Using the work of Guibas and Odlyzko, we prove that there are
constants $c$ and $n_0$ such that for 
$n\geq n_0$, there are at least $\frac{cq^n}{n(\log_q n)^2}$
privileged words of length $n$ over an alphabet of size $q$.
Thus, for $n$ sufficiently large,
we improve the earlier bound determined by Forsyth,
Jayakumar and Shallit, and generalize it for all $q$.
\end{abstract}

\section{Introduction}
The class of \emph{privileged words} was recently introduced by
Kellendonk, Lenz, and Savinien \cite{KLS13} and studied further by
Peltom\"aki \cite{Pel13}.  This is one of several classes, such as the
classes of \emph{closed words} and \emph{rich words}, that are defined
based on its members having borders satisfying certain
properties. Recall that a \emph{border} of a word $w$ is a non-empty
word that is both a prefix and a suffix of $w$.  A word $w$ is
\emph{privileged} if either
\begin{itemize}
\item $w$ is a single letter, or
\item $w$ has a privileged border that occurs exactly twice in $w$.
\end{itemize}
The first few privileged words (up to length $4$) over the alphabet
$\{0,1\}$ are
\[
\epsilon, 0, 1, 00, 11, 000, 010, 101, 111, 0000, 0110, 1001, 1111.
\]
Note that $0101$ is not privileged because, although it has a border
$01$ that occurs exactly twice, this border is not itself privileged.

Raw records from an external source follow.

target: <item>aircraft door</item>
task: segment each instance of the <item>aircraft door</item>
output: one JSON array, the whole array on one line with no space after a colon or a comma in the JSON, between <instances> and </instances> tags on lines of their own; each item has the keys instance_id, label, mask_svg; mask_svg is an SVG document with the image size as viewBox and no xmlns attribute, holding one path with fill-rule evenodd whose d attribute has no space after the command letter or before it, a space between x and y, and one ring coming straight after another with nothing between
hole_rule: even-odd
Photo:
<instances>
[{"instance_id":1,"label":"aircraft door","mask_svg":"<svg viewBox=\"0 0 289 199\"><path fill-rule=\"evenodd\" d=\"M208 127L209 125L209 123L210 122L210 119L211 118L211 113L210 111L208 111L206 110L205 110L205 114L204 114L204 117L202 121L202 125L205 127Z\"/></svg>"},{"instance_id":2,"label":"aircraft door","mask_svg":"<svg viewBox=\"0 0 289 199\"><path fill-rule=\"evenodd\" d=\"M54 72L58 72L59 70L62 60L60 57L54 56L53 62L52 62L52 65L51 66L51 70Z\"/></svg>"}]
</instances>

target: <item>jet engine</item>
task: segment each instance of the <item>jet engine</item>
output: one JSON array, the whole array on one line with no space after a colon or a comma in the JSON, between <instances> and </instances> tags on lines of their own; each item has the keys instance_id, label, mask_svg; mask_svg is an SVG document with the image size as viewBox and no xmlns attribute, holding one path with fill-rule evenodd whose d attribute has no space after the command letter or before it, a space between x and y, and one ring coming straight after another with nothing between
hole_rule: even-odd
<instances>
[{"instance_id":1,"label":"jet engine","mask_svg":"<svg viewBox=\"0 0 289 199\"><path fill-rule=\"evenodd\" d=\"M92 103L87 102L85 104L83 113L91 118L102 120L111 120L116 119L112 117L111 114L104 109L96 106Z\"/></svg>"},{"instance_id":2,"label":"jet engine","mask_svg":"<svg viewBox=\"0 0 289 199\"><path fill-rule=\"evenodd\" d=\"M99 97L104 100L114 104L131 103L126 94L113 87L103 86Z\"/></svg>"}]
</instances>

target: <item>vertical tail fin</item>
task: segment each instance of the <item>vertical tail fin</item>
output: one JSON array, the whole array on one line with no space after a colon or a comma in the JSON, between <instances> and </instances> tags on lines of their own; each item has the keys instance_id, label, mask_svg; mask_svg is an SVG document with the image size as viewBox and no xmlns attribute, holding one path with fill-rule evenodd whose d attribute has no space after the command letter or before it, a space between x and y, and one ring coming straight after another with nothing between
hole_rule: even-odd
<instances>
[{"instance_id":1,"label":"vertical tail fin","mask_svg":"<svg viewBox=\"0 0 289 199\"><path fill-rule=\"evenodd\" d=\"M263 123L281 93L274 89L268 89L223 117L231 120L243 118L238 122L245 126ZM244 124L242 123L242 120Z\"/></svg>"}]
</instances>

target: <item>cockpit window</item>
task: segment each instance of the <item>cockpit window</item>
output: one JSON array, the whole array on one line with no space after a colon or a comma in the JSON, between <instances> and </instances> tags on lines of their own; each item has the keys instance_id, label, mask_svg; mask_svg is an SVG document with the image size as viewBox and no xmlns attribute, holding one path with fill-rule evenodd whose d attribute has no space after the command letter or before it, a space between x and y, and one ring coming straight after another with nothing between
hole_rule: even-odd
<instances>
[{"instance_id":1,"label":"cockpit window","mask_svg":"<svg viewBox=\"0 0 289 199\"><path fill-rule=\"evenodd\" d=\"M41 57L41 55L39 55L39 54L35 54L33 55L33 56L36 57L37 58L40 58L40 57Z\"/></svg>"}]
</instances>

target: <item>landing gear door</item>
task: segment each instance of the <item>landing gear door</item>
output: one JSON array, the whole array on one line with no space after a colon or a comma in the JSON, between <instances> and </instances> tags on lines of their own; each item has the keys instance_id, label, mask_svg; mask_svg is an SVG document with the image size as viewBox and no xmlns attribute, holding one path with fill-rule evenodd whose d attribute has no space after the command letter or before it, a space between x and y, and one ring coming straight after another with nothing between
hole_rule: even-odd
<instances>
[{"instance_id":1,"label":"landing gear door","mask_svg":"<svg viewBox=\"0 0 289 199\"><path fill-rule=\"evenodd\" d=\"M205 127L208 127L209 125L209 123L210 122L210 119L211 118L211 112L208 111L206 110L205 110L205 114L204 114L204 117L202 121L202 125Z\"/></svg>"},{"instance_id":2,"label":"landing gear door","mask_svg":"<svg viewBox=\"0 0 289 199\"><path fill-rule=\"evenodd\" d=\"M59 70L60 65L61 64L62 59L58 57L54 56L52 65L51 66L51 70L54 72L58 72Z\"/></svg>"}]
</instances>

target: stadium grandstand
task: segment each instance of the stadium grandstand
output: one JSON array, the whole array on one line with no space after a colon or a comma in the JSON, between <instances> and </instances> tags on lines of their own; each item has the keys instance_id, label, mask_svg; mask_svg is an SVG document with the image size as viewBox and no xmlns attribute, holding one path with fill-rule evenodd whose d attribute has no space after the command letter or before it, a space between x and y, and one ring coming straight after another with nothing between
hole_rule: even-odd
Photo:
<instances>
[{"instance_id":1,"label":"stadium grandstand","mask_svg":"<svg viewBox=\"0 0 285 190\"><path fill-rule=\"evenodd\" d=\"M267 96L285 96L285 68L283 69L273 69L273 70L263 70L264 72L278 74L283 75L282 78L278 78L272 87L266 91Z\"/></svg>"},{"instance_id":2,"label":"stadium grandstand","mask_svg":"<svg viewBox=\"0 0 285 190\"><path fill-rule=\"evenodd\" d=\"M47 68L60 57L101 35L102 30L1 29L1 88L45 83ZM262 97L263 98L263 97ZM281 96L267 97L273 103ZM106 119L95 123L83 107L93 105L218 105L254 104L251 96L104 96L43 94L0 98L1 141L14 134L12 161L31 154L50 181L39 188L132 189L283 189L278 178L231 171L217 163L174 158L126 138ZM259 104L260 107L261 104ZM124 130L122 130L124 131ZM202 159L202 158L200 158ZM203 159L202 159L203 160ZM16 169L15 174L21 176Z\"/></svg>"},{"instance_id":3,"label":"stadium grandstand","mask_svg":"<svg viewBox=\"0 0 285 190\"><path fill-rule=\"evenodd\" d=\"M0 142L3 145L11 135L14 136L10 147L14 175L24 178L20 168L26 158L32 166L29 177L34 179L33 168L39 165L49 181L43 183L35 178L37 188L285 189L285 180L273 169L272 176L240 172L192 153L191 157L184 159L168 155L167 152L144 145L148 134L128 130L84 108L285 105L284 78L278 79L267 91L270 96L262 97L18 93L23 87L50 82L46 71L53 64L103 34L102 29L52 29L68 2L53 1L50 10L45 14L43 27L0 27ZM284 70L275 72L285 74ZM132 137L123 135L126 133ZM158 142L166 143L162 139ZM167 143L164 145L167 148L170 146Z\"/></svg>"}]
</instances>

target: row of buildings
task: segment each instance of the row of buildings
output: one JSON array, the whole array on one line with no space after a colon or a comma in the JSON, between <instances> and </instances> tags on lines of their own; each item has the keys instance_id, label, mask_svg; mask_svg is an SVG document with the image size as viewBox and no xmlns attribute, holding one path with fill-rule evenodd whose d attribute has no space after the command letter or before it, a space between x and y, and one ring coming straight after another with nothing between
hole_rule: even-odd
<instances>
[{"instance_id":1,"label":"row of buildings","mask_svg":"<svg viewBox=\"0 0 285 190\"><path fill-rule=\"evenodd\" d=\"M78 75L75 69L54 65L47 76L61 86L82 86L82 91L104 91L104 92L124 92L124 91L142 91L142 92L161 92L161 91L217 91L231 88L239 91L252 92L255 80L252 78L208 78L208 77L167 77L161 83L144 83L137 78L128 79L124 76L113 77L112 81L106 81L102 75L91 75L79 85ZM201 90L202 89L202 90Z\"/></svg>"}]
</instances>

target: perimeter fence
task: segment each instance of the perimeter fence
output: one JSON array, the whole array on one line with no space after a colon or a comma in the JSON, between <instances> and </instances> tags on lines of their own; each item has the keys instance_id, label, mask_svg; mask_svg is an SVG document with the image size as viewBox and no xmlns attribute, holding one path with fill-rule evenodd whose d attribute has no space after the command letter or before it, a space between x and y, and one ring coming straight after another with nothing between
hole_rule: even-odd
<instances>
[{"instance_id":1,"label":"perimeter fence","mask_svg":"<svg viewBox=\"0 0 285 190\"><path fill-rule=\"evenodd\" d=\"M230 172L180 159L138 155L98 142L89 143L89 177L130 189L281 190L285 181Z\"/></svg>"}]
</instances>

If one removes the condition requiring this border to be privileged
from the above definition, one obtains the class of \emph{closed
  words} studied by Fici \cite{Fic17}.  Similarly, the class of rich
words \cite{GJWZ09} can be obtained by the following definition: a
word is \emph{rich} if each of its closed factors whose longest border
is a palindrome is itself a palindrome.  For each of these classes of
words, it is natural to try to count the number of words of each
length in the class for a given alphabet size.  For instance, Guo,
Shallit, and Shur \cite{GSS16} gave a superpolynomial lower bound on
the number of binary rich words, and Rukavicka \cite{Ruk17} gave a
subexponential upper bound (for any alphabet size).

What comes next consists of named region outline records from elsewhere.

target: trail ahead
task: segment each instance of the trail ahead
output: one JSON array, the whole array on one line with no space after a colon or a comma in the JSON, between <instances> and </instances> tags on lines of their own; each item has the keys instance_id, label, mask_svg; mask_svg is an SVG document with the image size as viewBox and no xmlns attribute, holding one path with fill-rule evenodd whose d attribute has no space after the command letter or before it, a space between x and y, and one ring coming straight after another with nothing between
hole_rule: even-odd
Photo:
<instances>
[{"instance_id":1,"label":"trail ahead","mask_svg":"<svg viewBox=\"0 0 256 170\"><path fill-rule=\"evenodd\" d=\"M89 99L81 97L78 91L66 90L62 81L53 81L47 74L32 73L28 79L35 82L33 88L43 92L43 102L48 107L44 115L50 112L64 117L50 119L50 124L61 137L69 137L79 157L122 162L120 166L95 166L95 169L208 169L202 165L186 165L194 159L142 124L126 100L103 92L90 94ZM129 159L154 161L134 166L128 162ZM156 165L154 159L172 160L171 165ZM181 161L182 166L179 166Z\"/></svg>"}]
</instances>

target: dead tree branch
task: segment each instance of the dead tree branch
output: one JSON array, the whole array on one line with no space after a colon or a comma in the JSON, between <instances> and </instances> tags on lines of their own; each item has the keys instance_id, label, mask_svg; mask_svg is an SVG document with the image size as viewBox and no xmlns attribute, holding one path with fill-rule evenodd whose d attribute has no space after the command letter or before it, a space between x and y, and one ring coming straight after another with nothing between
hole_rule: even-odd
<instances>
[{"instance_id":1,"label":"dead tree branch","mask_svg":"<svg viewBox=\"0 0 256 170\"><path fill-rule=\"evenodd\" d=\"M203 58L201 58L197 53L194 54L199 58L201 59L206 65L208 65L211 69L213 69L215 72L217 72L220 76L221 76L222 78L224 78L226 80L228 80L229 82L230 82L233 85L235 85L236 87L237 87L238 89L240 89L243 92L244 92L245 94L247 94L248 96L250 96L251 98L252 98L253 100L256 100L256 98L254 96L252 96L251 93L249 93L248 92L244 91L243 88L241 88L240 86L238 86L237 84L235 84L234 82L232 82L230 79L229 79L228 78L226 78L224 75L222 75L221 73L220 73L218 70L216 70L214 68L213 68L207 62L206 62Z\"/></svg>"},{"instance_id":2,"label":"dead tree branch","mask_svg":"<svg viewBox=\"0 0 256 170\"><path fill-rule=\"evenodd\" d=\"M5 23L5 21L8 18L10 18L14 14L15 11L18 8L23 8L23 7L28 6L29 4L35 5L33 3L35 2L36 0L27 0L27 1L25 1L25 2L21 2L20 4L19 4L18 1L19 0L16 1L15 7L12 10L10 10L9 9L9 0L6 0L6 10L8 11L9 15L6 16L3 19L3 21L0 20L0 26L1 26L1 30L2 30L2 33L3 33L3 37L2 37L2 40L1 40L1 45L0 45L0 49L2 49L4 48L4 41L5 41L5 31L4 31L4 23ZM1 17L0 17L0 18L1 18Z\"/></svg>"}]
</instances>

Forsyth, Jayakumar, Peltom\"aki, and Shallit \cite{FJS13} looked at the problem of
enumerating privileged words over a binary alphabet.  The number of
such words of length $n$ is given by sequence \seqnum{A231208} of the Online
Encyclopedia of Integer Sequences.  This sequence begins
\[
1, 2, 2, 4, 4, 8, 8, 16, 20, 40, 60, 108, \ldots
\]
Forsyth et al.\ proved that
there exist at least $2^{n-5}/n^2$ privileged binary words of length
$n$.  In their paper they sketch a method for potentially improving
this estimate.  In the present paper we apply some results of Guibas
and Odlyzko \cite{GO78} on the size of prefix-synchronized codes to
carry out this method.  We are thus able to obtain the following
asymptotic improvement to the result of Forsyth, Jayakumar, and
Shallit, and also generalize the result to arbitrary alphabets; since
every privileged word is closed, this also gives a lower bound on the
number of closed words of length $n$.

\begin{theorem}\label{main}
Let $q \geq 2$.
There exist constants $c$ and $n_0$ such that for $n \geq n_0$, there are at least
$\frac{cq^n}{n(\log_q n)^2}$
privileged words of length $n$ over an alphabet of size $q$.
\end{theorem}

The estimates given in this theorem derive from the asymptotic
analysis of maximal prefix-synchronized codes carried out by Guibas
and Odlyzko \cite{GO78}.  Given an alphabet of size $q$, a block
length $N$ and a prefix $P$ of length $p<N$, a
\emph{prefix-synchronized code} is a set of length-$N$ codewords with the
property that every codeword starts with a fixed prefix $P=a_1a_2
\cdots a_p$, and furthermore, for any codeword $a_1a_2 \cdots
a_pb_1b_2 \cdots b_{N-p}$, the prefix $P$ does not appear as a
factor of $a_2 \cdots a_pb_1 \cdots b_{N-p}a_1 \cdots a_{p-1}$.  In
other words, the border $a_1a_2 \cdots a_p$ of $a_1a_2 \cdots a_pb_1
\cdots b_{N-p} a_1a_2 \cdots a_p$ occurs exactly twice in this word.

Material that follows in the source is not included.